2007-04-23

Reino (des)Unido-I

Nacionalismos na Europa
A questão dos nacionalismos na Europa é uma questão tão interessante quanto preocupante. Séculos de conflitos onde territórios fizeram parte de uns e de outros, criaram nalguns locais sentimentos eternos de inferiorização, de submissão, noutros de assimilação e integração ímpares. Vejamos, no lado ocidental da Europa, os que, sendo territórios de afirmação diferenciadora cultural e linguisticamente, possuem relativa autonomia, mas cujas ambições nacionalistas podem pôr em causa o Estado onde actualmente se integram: Espanha (Galiza, País Basco e Catalunha), França (País Basco) e Bélgica (Flandres).

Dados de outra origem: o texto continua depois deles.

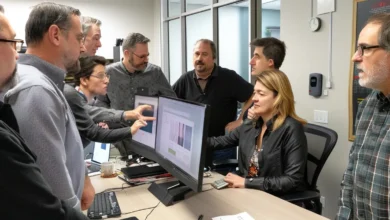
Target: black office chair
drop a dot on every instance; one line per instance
(321, 142)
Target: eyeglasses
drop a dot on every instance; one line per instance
(141, 57)
(101, 76)
(360, 49)
(16, 43)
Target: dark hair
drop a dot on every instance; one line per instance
(212, 45)
(87, 64)
(273, 48)
(384, 32)
(43, 16)
(132, 39)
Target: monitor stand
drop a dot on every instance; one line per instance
(169, 192)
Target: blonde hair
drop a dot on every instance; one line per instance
(277, 81)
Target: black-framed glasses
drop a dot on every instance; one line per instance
(141, 57)
(360, 49)
(16, 43)
(101, 76)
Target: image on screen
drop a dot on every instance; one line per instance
(147, 135)
(150, 113)
(180, 134)
(101, 152)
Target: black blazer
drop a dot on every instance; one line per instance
(282, 158)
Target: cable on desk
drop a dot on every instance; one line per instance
(152, 210)
(126, 213)
(121, 188)
(204, 184)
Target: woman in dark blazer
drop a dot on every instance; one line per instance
(272, 149)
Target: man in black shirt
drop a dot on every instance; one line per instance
(219, 87)
(268, 54)
(25, 194)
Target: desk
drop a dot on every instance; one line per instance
(212, 203)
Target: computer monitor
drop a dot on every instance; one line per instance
(181, 144)
(144, 141)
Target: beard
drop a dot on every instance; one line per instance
(73, 68)
(10, 82)
(138, 67)
(376, 75)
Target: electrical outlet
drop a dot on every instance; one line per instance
(322, 200)
(321, 116)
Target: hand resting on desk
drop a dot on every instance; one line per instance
(234, 180)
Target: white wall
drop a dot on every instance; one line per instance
(307, 52)
(119, 17)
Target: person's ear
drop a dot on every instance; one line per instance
(271, 63)
(83, 81)
(54, 34)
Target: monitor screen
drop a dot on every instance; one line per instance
(147, 135)
(101, 152)
(180, 132)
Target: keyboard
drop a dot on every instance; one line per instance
(94, 168)
(219, 184)
(105, 205)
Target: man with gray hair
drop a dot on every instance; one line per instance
(133, 75)
(54, 41)
(365, 186)
(92, 34)
(26, 186)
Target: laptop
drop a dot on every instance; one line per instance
(101, 153)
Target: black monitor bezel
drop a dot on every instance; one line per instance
(181, 175)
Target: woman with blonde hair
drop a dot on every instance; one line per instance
(273, 149)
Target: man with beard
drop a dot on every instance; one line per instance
(92, 34)
(133, 75)
(365, 185)
(54, 40)
(219, 87)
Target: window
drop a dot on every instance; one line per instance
(198, 26)
(233, 38)
(174, 51)
(226, 22)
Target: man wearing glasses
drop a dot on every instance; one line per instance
(133, 75)
(365, 185)
(26, 186)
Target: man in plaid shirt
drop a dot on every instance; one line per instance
(365, 186)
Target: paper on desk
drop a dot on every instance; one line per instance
(240, 216)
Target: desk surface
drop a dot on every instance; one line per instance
(212, 203)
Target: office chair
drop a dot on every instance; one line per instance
(321, 142)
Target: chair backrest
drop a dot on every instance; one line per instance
(320, 142)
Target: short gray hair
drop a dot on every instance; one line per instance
(212, 46)
(132, 39)
(87, 23)
(384, 32)
(46, 14)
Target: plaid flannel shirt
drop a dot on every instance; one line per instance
(365, 186)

Agora no Reino Unido novos focos de sentimento e desejo independentista existem. O ímpeto nacionalista da Escócia e Gales tentam romper as amarras da União, particularmente com as eleições regionais do próximo dia 3 de Maio - dois dias depois de se completar exactamente 300 anos depois da constituição do Reino Unido, cuja designação oficial e completa é The United Kingdom of Great Britain and Northern Ireland, Estas eleições podem, em cenários diferentes, ter consequências políticas para o Governo de Tony Blair e até mesmo para a entidade Reino Unido enquanto Estado. Nos próximos textos analisarei os diversos contextos e aspectos de como correntes nacionalistas podem pôr em causa a unidade do país.



Saint George's Day
A curiosidade do Estado Britânico é que, enquanto uma união de nações, é somente na Escócia e em Gales que o sentimento nacionalista é mais forte. Durante séculos a hegemonia inglesa sobre os outros povos da ilha roçou a arrogância e a sobranceria, mas agora não existe de facto um verdadeiro sentimento nacional inglês - excepto quando toca os conjuntos nacionais desportivos. De tal forma que hoje mesmo, 23 de Abril, é o Dia de São Jorge, santo patrono de tantos países e cidades mas que, venerado em Inglaterra como símbolo nacional (a bandeira de Inglaterra com a cruz vermelha sobre fundo branco é a St George's Cross), seja pela figura histórica, seja pelo mito da luta vitoriosa contra o dragão, não é afinal um feriado nacional. E muito se tem discutido estes dias esta questão e para torná-lo um feriado, ainda para mais quando é também o aniversário da morte de William Shakespeare, o mais famoso dramaturgo inglês reforçando a objectividade e a celebração da identidade nacional inglesa. Tem-se colocado diversas questões sobre como afirmar a nacionalidade, tal como os escoceses (St Andrew) e os irlandeses (St Patrick) com dias festivos e feriados nacionais. Creio que a questão da identidade inglesa se perdeu enquanto razão de ser a partir do momento em que a Inglaterra liderou o novo Estado, onde todos se tornaram britânicos. Ao longo do tempo e com os novos valores de tolerância e coexistência das últimas décadas, como em Portugal em afastamento da chaga salazarista, construi-se uma certa aversão ao nacionalismo, uma vergonha de quase existir com medo de provocar sentimentos negativos historicamente e xenófobos actualmente, indo até ao receio de que tal afirmação possa, também ela, pôr em causa a união. O que não significa que não haja uma percentagem que se supõe superior a escoceses e irlandeses, o que advém dessas mesmas contingências históricas e políticas.
Acontece que mesmo politicamente não tem existido qualquer partido nacionalista inglês, como vemos na Escócia ou em Gales. O British National Party, extrema direita xenófoba, defende a identidade britânica e o UKIP (United Kingdom Independent Party) defende a saída da União Europeia. Mas, ressurgido do anterior English National Party, afirma-se o English Democrats Party, cujos objectivos não são os mesmos de uma normal formação partidária nacionalista. Defendem que a Inglaterra deva ter os mesmos direitos e instituições como a Escócia e Gales, ou seja, o reconhecimento enquanto nação, e um Executivo e Parlamento próprios eleitos pelo povo, sempre na refundação dos princípios democráticos e do Reino Unido. É a questão da Devolution Act que abriu o precedente e o interesse renovado em que os ingleses possam governar-se a si próprios em iguais circunstâncias aos seus parceiros da União, pois afinal é o governo do Reino Unido que tutela a Inglaterra, através de nove territórios administrativos.